Well in closing I post the following examples: the first 2 Rimsky Capriccio Espagnol piano reduction for piano, Belaieff ed. and the 3rd from Schnabel’s ed of Beethoven piano sonatas. All of tuplets beamed together with split secondary beams and no brackets. This seems to be the norm as I’ve noticed playing and reading through many piano pieces. If they had brackets it would look cluttered, but as is the intent is perfectly clear. I’ll shut up about now.
Don’t know why the Beethoven ex. appears 3 times.

Recent convert to Dorico (after using Finale for 20 years, since v3.7).
Huge fan of the work you’re doing.

I’d like to revive the request for this to be an option. These brackets in many cases are literally unnecessary, in the sense they are not needed by the intended readers of the music, regardless of the opinions of the Dorico team on whether they are necessary or not. A composer is more likely to know the expectations of the people who he is writing for, after all.

Having the only choices be either manually removing the offending brackets or a global “no brackets for you!” seems like an unnecessarily strict position to prevent what is clearly a viable standard (again as RichardC’s examples demonstrate, I think Schnabel’s Beethoven is plenty of evidence that there are differing valid opinions here). It’s fine that you make the brackets the default, but having one more option to allow unbracketed tuplets in a beamed group doesn’t seem like a huge ask.

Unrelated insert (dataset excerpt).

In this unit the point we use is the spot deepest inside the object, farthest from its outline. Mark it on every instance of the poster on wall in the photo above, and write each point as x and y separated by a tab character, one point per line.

In searching the forums, I did find at least one other person making the same request:

A comparison might be that you offer the option of reiterating all accidentals. This is clearly “wrong” in standard notation, but is obviously expected and useful for atonal music. There are many “right” ways to write something to suit the needs of different styles of music. Hebrew and Arabic vocal music is sometimes written right-to-left, is that wrong? My colleagues have already been asking if Dorico supports that, by the way.

Cheers,
Brian
OS10.14.2
Dorico 2.2.20

Welcome to the forum, and thanks for making the case again, Brian. I would certainly not rule out the possibility of adding an option to allow tuplet brackets that span a complete secondary beam group to be hidden by default, but it’s not currently a high priority for the team, I’m afraid.

Thanks, Daniel. Understandably not a high priority considering the more essential development the team is doing. The workarounds are not especially onerous in most cases, but it would be nice to have it available as a setting so that a workaround is not necessary.